Posted on Feb 14, 2013 8:10:09 AM PST
Annie M. says:
I just want to say thank you for the referrals at the end of your review.
Posted on Oct 13, 2013 1:31:38 PM PDT
Last edited by the author on Oct 13, 2013 1:32:42 PM PDT
G. Wallen says:
I am most thankful for your insight. Not only do you point readers in a helpful direction to works that do give answers, but you are, like me, totally againt labelling a person. Calling someone screwed up is the authors opinion. What I need to know is, for instance , mediation when someone is enraged for the wrong reasons. I do think the books you recommended may very well be the information I have been looking for to solve a recent case at my club.
In reply to an earlier post on Nov 13, 2013 1:01:45 PM PST
M. Bruce says:
I do not agree with this review at all...If you read the book you will find in Chapter 4, "Get Off the Fence", which totally addresses whether it is healthy for you to stay in the relationship or leave. She gives you a lot to think about. Page 55..." You must determine whether you are going to live in the tension that now exists, ignore the problems, compromise, or leave---a crossroads. She talks about what you should tolerate, and what you expect to gain if you choose to stay in the relationship.
As far as referring to that person as a "SUP"....well, sometimes a spade needs to be called a spade, get over it! Or to put it nicely, "a rose by any other name is still a rose."

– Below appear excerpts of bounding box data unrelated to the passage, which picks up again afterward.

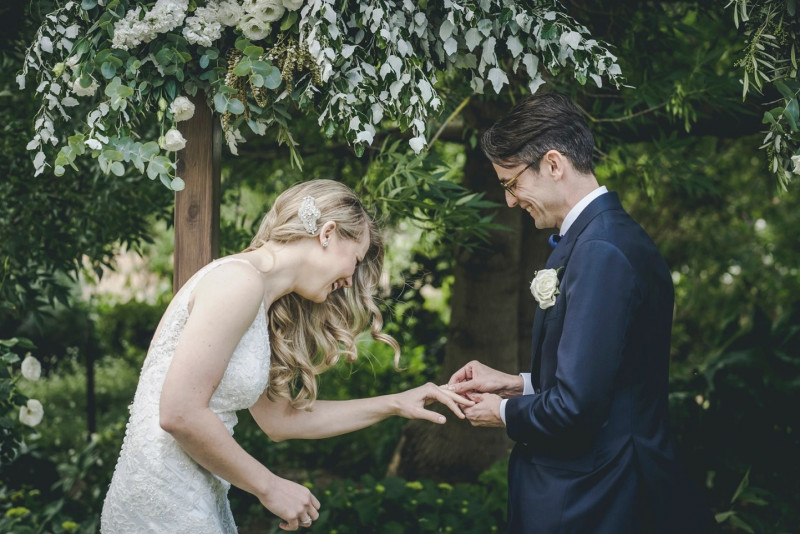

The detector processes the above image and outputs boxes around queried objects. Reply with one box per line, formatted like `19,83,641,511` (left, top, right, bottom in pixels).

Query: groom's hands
464,393,506,427
447,360,525,398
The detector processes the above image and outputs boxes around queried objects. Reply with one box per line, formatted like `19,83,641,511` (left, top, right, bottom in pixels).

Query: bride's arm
250,383,475,441
159,263,319,530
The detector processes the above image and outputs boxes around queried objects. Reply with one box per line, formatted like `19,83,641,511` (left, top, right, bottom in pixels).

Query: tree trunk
390,98,550,482
172,93,222,293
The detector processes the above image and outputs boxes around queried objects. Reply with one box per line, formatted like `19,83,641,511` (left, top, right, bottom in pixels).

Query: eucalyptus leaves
728,0,800,189
18,0,621,189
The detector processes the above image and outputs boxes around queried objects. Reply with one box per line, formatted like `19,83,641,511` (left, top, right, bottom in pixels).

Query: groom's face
492,163,558,229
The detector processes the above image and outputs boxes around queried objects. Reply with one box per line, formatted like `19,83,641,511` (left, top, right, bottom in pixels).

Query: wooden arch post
172,93,222,293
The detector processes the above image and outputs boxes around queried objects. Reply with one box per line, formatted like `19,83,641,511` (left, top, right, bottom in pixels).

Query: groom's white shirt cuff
500,373,533,424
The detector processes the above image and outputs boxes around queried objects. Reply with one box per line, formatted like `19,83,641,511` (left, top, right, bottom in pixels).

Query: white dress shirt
500,185,608,424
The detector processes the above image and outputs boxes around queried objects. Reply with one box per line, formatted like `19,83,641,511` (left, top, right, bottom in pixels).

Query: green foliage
0,338,35,465
0,431,119,534
17,0,622,190
312,474,505,534
728,0,800,189
361,141,499,254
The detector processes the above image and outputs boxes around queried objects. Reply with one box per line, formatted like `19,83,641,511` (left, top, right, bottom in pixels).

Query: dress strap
209,256,261,274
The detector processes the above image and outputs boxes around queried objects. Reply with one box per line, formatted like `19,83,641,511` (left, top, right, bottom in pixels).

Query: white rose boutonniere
531,267,563,310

Posted on Jan 17, 2015 1:29:31 AM PST
P Crichton: The title of the book is Living successfully with screwed up people. So the author is assuming the readers consider the people with whom they have diffficulty to be screwed up. This is evident in the question you cited as out of place. So she's not labelling the difficult person; she assumes you are. Unless you can post a reference where the author specifically states something along the lines of: Let's face it, you're living with a SUP, I see nothing to back up your assertion that she is labelling these people.

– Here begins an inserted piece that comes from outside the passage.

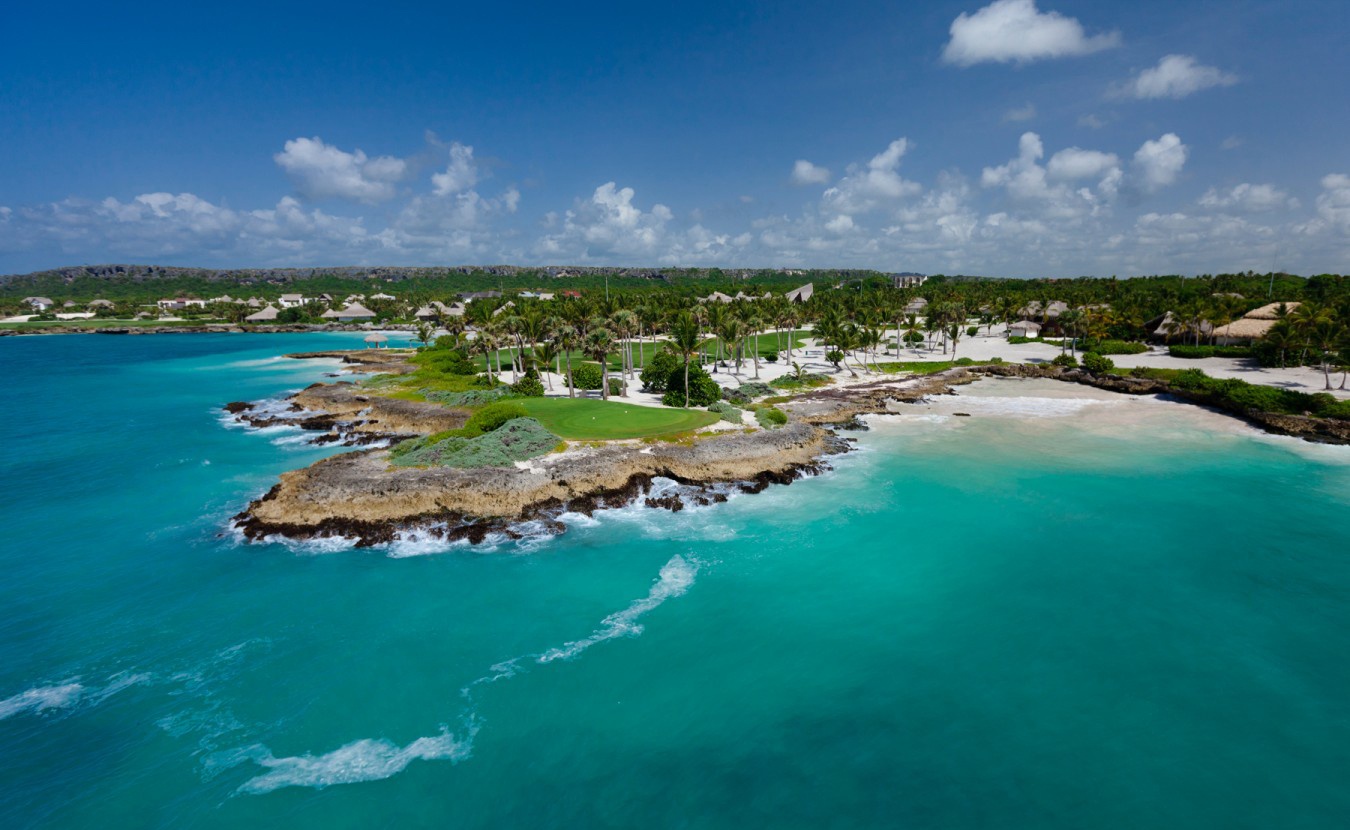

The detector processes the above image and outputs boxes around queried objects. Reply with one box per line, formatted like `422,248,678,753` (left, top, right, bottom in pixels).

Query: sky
0,0,1350,277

As to the "questionable" advice you quoted, most of that is quite sound. As a counsellor to people with dysfunctional behaviors and their families, I would often give similar advice --and it worked. The question to the person who becomes enraged during a confrontation may be very helpful if delivered in a calm manner after the rage has subsided. And I see nothing in the quote you gave to indicate the author meant anything else, though she could conceivably have made that more clear.